Remotely-sensed data acquired from satellite-based sensors is widely used in
geographical, meteorological and environmental studies. A typical analysis processes
satellite data for ten days to a year and generates one or more raster images of the area
under study. The output images are usually significantly smaller than the input data. For
example, a 10-day full-globe analysis over coarse-grained satellite data (4km per pixel)
processes approximately 4GB of data to generate a 228MB multi-band image. This data
reduction is achieved by composition of information corresponding to different days.
Several database systems have been designed to handle the output raster images
generated from analyzing raw satellite data and provide powerful query operations
including various forms of spatial joins. However, they are not suitable for managing and
processing the raw satellite data. Titan is a parallel shared-nothing database designed to
support management and efficient data processing over remote-sensing data. It uses data
declustering and placement techniques to fully exploit all the I/O bandwidth provided by a
suitably configured disk farm. The system provides low-latency retrieval of very large
volumes of spatio-temporal data from secondary storage for efficient data processing. A
simplified R-tree is used to efficiently identify the subset of data that corresponds to
the region and time periods of interest. Furthermore, Titan integrates data processing and
retrieval so that data processing can be performed efficiently on the same machine that
the satellite data is stored on. As a result, only output images are communicated to the
clients, and not the input data, which is often much larger than the output images. Titan
coordinates the operations for data processing and retrieval so that the retrieved
satellite data is processed in a pipelined fashion and I/O, communication and computation
can be fully overlapped to reduce latency.
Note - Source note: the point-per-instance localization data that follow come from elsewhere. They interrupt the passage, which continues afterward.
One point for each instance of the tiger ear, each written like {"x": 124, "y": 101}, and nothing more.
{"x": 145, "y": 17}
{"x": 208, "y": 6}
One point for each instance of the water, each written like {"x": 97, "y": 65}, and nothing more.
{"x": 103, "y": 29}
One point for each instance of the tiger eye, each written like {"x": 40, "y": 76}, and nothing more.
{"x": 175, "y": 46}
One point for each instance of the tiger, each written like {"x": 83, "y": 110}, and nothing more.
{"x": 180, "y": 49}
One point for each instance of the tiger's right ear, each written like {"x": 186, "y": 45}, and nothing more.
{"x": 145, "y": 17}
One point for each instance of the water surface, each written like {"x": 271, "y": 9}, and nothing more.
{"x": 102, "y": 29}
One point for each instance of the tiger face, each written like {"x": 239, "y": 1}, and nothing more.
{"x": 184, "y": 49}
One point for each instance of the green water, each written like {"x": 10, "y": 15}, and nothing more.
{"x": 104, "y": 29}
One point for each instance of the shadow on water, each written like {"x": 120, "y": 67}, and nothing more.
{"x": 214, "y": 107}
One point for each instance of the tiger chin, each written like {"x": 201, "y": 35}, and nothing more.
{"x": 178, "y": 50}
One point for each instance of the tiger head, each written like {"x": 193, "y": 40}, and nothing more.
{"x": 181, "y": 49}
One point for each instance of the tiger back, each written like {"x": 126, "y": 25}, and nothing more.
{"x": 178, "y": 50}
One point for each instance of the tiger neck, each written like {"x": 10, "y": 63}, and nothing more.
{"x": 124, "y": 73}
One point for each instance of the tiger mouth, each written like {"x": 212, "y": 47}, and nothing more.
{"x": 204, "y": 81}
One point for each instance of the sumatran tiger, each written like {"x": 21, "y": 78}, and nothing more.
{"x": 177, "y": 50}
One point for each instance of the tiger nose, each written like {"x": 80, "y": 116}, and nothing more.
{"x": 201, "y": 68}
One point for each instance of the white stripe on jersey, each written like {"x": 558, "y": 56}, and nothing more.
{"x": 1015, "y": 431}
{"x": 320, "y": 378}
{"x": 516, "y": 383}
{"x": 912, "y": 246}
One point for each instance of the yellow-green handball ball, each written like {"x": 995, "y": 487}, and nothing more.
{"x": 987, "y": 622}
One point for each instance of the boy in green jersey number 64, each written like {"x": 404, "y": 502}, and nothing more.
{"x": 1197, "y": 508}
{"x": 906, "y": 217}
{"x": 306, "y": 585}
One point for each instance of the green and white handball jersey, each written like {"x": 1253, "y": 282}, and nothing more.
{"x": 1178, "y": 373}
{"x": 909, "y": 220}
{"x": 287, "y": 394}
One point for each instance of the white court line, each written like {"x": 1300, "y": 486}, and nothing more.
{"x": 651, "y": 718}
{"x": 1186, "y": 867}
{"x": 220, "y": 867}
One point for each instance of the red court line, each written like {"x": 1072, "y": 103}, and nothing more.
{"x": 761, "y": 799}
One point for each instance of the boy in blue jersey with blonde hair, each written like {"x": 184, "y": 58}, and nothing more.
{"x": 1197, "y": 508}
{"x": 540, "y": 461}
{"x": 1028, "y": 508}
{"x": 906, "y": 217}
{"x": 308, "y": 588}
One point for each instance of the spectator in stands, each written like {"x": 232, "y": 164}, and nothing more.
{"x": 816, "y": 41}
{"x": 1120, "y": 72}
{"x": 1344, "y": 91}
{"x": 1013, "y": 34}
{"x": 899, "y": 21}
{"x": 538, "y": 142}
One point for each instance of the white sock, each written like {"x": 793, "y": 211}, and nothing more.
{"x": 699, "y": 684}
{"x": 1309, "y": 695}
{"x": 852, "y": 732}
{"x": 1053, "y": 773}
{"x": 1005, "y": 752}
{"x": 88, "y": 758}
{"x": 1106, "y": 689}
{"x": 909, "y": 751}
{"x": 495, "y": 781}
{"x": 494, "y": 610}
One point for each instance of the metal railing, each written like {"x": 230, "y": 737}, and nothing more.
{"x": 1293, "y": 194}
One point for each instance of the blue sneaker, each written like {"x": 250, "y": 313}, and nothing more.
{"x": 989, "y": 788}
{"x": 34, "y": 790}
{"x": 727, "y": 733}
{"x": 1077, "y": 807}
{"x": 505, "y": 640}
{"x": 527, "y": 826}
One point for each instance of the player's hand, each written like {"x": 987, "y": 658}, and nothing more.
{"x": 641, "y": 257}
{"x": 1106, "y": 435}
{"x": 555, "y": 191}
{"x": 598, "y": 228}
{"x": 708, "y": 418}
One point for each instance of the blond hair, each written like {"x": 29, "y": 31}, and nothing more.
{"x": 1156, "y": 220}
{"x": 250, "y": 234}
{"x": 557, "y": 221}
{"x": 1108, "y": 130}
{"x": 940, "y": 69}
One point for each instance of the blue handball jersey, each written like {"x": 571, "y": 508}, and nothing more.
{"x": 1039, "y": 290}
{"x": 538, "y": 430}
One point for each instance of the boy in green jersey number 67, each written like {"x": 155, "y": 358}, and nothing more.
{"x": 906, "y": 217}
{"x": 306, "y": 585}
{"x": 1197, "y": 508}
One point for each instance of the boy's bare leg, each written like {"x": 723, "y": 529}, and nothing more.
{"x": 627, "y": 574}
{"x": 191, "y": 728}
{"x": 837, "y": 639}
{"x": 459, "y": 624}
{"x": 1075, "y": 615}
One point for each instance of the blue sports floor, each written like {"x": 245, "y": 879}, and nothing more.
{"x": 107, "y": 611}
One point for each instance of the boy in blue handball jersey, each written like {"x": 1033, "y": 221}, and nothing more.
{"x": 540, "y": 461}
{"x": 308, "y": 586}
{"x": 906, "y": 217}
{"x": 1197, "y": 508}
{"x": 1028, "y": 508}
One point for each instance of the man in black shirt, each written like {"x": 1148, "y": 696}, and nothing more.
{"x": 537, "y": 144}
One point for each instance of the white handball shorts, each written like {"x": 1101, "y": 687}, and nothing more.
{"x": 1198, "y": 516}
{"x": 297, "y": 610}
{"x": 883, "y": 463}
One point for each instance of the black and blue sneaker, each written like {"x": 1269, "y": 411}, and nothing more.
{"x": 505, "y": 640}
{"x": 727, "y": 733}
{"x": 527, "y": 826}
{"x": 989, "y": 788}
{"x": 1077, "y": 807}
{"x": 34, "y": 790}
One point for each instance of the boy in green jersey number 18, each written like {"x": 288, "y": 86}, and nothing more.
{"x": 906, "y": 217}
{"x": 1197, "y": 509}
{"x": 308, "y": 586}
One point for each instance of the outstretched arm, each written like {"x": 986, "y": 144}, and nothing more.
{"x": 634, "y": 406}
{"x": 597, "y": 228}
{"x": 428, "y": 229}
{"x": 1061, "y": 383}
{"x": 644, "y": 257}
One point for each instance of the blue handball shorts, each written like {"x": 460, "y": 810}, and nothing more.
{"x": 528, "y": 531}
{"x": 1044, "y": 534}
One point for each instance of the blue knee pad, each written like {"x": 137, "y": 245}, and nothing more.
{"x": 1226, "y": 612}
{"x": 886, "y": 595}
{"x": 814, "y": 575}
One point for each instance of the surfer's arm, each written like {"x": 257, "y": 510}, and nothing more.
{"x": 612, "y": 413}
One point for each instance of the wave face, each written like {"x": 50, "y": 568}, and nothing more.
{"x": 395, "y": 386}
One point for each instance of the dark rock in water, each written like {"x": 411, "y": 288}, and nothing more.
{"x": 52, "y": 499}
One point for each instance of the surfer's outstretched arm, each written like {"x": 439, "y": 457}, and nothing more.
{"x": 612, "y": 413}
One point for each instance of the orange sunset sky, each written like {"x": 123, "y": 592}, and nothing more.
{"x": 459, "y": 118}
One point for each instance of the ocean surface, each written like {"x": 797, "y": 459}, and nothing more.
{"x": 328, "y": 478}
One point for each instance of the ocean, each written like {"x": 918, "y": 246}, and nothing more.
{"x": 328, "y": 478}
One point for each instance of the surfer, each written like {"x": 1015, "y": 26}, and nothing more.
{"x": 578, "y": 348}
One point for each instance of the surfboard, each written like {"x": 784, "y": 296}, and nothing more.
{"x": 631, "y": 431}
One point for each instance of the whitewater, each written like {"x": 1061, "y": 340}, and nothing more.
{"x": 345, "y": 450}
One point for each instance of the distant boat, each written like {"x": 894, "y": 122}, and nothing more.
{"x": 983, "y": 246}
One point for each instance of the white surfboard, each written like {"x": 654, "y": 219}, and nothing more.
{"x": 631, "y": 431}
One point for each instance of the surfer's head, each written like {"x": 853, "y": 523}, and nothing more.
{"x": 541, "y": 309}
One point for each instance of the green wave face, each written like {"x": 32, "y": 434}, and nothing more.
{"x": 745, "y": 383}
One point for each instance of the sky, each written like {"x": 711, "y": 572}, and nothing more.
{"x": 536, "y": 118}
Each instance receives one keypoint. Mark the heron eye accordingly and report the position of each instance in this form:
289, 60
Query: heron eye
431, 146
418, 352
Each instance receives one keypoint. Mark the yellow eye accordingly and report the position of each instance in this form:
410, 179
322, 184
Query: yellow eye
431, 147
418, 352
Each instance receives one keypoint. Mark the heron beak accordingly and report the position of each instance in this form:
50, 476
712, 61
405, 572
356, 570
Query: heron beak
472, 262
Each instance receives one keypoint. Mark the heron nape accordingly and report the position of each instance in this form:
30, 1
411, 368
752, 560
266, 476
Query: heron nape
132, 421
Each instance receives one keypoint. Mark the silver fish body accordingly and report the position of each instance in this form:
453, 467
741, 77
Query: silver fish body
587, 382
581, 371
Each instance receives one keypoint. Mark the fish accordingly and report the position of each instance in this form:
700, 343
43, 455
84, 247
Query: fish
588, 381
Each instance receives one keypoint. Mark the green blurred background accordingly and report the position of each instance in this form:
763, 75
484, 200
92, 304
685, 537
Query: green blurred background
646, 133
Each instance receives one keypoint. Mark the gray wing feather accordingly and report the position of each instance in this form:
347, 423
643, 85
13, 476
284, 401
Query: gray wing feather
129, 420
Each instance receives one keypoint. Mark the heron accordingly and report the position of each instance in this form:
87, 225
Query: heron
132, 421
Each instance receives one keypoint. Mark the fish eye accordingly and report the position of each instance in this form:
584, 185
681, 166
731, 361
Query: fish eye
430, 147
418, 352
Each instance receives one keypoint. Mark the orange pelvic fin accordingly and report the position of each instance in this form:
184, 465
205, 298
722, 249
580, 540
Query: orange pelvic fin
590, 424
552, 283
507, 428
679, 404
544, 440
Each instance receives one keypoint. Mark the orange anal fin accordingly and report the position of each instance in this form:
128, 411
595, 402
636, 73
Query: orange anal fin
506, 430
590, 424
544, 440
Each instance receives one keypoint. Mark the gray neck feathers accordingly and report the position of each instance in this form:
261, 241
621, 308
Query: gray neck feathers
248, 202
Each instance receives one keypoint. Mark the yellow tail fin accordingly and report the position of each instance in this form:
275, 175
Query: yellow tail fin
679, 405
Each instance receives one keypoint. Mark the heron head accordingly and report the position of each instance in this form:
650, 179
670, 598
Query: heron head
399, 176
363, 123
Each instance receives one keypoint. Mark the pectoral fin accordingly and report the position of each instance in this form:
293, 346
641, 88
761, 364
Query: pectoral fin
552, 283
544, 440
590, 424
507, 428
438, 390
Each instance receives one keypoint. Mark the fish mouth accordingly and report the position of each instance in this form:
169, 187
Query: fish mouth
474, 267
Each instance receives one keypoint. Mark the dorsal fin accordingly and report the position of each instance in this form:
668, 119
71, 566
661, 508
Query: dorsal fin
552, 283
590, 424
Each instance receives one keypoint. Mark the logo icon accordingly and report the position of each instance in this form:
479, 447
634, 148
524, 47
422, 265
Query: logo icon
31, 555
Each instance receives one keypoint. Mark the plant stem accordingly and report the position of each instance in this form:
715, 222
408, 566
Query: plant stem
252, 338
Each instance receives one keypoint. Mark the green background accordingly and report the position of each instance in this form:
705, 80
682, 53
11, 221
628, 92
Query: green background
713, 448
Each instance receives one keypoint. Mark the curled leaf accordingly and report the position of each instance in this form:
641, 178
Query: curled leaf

Titan is currently operational on the Maryland SP-2, and contains about 24GB of
data from the Advanced Very High Resolution Radiometer (AVHRR) on the NOAA-7 satellite.
Experimental results have shown that Titan provides good performance for global queries,
and interactive response times for local queries. We are currently in the process of a
adapting Titan into T2, our generalized infrastructure for building customized parallel
database systems, which enables integration of storage, retrieval and processing of
multi-dimensional datasets to support a wide range of data-intensive applications.